ゲームブック・リプレイ:ローンウルフシリーズ

ドゥレナー王アリン4世の塔

【パラグラフ284→→→40:太陽の剣:(死亡・3)】
プレイの形式上、ゲーム内容のネタバレ満載です。あしからずご了承ください。



ソマーランド出立から15日目の早朝。
目覚めた俺の視野に飛び込んできたのは、透明な空気に満たされた山の街ハマーダルだった。
ラストランドの他の街と違い、ここハマーダルには砦が無い。
四方を囲む峨々たる連峰が、既にして難攻不落の城壁なのだ。
城市を中心に広がった肥沃な穀倉地帯を駆け抜け、数々の塔が立ち並ぶ大通りを抜けた馬車は、王都の中心、丘の上に立つ一際華やかな王の塔へと辿り着いた。
この瞬間、ソマースウォードの使い手としての俺の運命が、ラストランドの伝説の一部になるだろうと気づく。

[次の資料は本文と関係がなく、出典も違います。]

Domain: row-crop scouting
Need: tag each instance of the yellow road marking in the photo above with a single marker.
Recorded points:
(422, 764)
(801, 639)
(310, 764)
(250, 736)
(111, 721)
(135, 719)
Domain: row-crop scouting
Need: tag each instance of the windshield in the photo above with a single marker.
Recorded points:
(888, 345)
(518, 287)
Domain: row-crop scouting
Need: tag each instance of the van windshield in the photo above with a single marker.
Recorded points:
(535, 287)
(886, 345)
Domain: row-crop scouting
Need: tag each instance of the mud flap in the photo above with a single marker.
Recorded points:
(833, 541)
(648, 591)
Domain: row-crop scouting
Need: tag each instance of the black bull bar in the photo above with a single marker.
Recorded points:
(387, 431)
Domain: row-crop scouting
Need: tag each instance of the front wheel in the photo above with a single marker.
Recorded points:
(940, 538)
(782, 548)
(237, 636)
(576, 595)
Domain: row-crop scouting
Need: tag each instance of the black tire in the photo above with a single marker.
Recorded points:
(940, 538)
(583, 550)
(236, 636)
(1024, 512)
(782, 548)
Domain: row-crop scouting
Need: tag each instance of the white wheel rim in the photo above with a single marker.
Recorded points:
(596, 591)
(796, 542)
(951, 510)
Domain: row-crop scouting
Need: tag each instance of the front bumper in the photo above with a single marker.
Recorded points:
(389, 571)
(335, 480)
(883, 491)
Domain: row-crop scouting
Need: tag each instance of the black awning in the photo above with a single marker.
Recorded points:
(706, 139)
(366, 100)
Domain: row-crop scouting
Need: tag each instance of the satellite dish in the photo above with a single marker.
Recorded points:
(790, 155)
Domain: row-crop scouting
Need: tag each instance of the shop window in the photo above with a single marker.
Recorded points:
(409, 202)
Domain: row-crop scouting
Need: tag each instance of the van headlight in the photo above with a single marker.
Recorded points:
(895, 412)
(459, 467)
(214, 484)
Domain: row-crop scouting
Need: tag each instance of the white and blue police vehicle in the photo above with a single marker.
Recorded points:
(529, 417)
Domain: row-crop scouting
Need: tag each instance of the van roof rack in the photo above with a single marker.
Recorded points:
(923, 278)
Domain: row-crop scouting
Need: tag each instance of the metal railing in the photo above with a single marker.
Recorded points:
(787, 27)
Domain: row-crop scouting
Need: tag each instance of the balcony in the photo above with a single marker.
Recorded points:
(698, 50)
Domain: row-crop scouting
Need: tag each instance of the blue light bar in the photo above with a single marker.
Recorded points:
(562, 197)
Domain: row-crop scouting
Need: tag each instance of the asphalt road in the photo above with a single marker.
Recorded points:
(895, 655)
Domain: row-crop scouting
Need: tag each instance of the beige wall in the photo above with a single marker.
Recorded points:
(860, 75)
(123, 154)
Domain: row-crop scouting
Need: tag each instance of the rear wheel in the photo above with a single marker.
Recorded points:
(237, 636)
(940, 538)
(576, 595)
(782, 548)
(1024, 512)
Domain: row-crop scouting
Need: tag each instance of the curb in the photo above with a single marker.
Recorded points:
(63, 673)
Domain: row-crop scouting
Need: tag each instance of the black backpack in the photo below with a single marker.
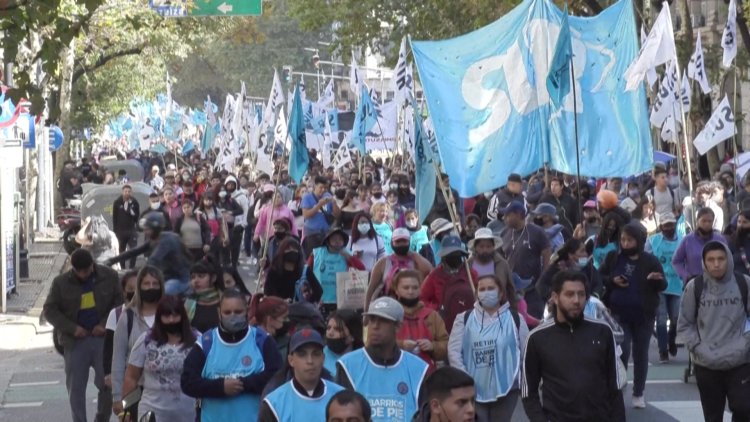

俺が謁見を許された王の間で、アリン四世は物思わしげに薄い色のガラス窓から山々を見ていた。
古来の作法に則って礼をすると、アクシム卿が俺からハマーダルの紋章を受けとって玉座に向かい、状況の深刻さを表す真剣な顔で1時間近く話しあう。
王が俺に話しかけてきた。
「ダークロードの邪悪な軍勢が再起し、ソマーランドはわが国の助けを欲しているのだな」
「はい、アリン王陛下」
「私の統治は平和と充足の時代として記憶されることを願っていたが、心の中ではそうではないことを知っていた」
純白のマントを翻し、国王は中央にある大理石の壇へ進むと、小さな金の鍵を差し込んだ。
静かに石の蓋が外れ、剣の柄が露わになる。
「これが剣だ、ローン・ウルフ。そなただけが、この刃の中に眠る力を解き放つことができるのだ」
言葉を忘れ、俺は歩み寄った。
黄金に燃えさかる剣の柄に手を伸ばし、躊躇わず握りしめる――



これこそソマースウォード、善なる神が人々に授けた太陽の剣である
 柄を手に取った瞬間、腕から体中に駆けめぐった衝撃に圧倒され、没我の境に入る。
 本能的に頭上に掲げると一条の陽光が剣を捉え、王の間は眩い光の奔流に飲み込まれた。
 ソマースウォード の真の威力が顕れたのだ。
 今や、次々と新たな知識が心に流れ込んできた。



 この太陽の剣は、ラストランドに人類が棲み着くはるか以前、人ならざる鍛冶師の手によって、黄金と鋼、ごく僅かな太陽の霊質から鍛え上げられた。
 その威力を解き放つことができるのはカイ戦士のみであり、他の者が剣を振るえば、秘めた力は永久に失われるだろう。
 ソマースウォード をもって戦いに挑めば、戦闘力点に8点(武術で剣を習得していれば10点)を加えることができる。
 また、この剣はあらゆる邪悪な魔法を吸収する力を発揮する。
 さらに、ヘルガストなどの不死者には2倍のダメージを与えることができるのだ。




ソマースウォードこそ暗黒の半神であるダークロードを殺せる唯一の武器であり、この剣を振るい、人々を邪悪から救い出せるのは、今やマグナマンドで俺のみ。